CDL holders can be disqualified for driving under the influence of drugs or alcohol in a personal vehicle.
Changes to the rule governing commercial driver’s licenses will make obtaining and keeping the credentials more difficult for some truckers.
The changes, which go into effect Sept. 30, allow the Federal Motor Carrier Safety Administration greater latitude in revoking licenses and disqualifying drivers. Under the changes, which were mandated as part of the Motor Carrier Safety Improvement Act of 1999, the FMCSA can now disqualify CDL holders:
- who violate drug- and alcohol-related traffic laws while operating an automobile;
- who drive a truck after their CDL is revoked, suspended or canceled;
- who cause a fatality through negligent or criminal operation of a truck.
Other rule changes are to definitions.

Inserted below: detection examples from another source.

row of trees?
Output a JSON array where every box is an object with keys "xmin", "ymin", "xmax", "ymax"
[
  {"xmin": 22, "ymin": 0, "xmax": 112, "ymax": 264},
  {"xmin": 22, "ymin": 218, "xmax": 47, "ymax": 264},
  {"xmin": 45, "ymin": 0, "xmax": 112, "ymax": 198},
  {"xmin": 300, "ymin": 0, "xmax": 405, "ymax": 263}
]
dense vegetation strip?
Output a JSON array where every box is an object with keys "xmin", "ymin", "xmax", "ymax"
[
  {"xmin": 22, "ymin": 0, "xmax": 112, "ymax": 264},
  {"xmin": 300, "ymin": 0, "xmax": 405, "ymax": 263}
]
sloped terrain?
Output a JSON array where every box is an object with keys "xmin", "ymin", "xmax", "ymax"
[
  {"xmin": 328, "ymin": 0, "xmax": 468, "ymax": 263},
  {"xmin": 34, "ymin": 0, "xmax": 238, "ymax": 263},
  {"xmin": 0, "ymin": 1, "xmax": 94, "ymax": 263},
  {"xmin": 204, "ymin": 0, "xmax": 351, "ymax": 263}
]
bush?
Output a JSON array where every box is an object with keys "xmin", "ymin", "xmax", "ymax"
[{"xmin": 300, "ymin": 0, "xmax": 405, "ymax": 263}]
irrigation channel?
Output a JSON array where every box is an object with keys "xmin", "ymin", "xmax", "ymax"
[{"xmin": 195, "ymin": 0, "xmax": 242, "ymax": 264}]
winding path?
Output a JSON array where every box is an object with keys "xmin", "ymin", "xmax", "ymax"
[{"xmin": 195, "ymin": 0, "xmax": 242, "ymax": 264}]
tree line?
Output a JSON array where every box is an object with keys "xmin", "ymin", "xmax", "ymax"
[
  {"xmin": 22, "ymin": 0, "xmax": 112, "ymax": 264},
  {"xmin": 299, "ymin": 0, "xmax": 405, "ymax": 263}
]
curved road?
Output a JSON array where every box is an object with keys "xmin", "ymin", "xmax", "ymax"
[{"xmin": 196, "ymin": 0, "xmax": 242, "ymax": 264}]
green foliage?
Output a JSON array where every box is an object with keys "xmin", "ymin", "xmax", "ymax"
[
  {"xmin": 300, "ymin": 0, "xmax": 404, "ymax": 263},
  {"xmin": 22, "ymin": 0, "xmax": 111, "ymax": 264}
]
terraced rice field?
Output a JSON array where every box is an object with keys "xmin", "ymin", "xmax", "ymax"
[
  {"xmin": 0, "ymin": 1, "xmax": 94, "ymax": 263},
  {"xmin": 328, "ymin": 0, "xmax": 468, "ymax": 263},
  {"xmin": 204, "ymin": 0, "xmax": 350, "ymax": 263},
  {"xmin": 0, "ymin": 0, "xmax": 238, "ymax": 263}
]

A serious traffic violation now includes drivers who fail to obtain a CDL but drive a truck anyway; driving a truck without a CDL in the driver’s possession; and operating a truck without the correct credentials for the vehicle being driven or type of cargo being transported.
Perhaps the biggest change, though, is one that allows the FMCSA’s chief safety officer to disqualify, on an emergency basis, CDL drivers who pose an “imminent hazard.”
The final rule can be viewed on the FMCSA website (www.fmcsa.dot.gov).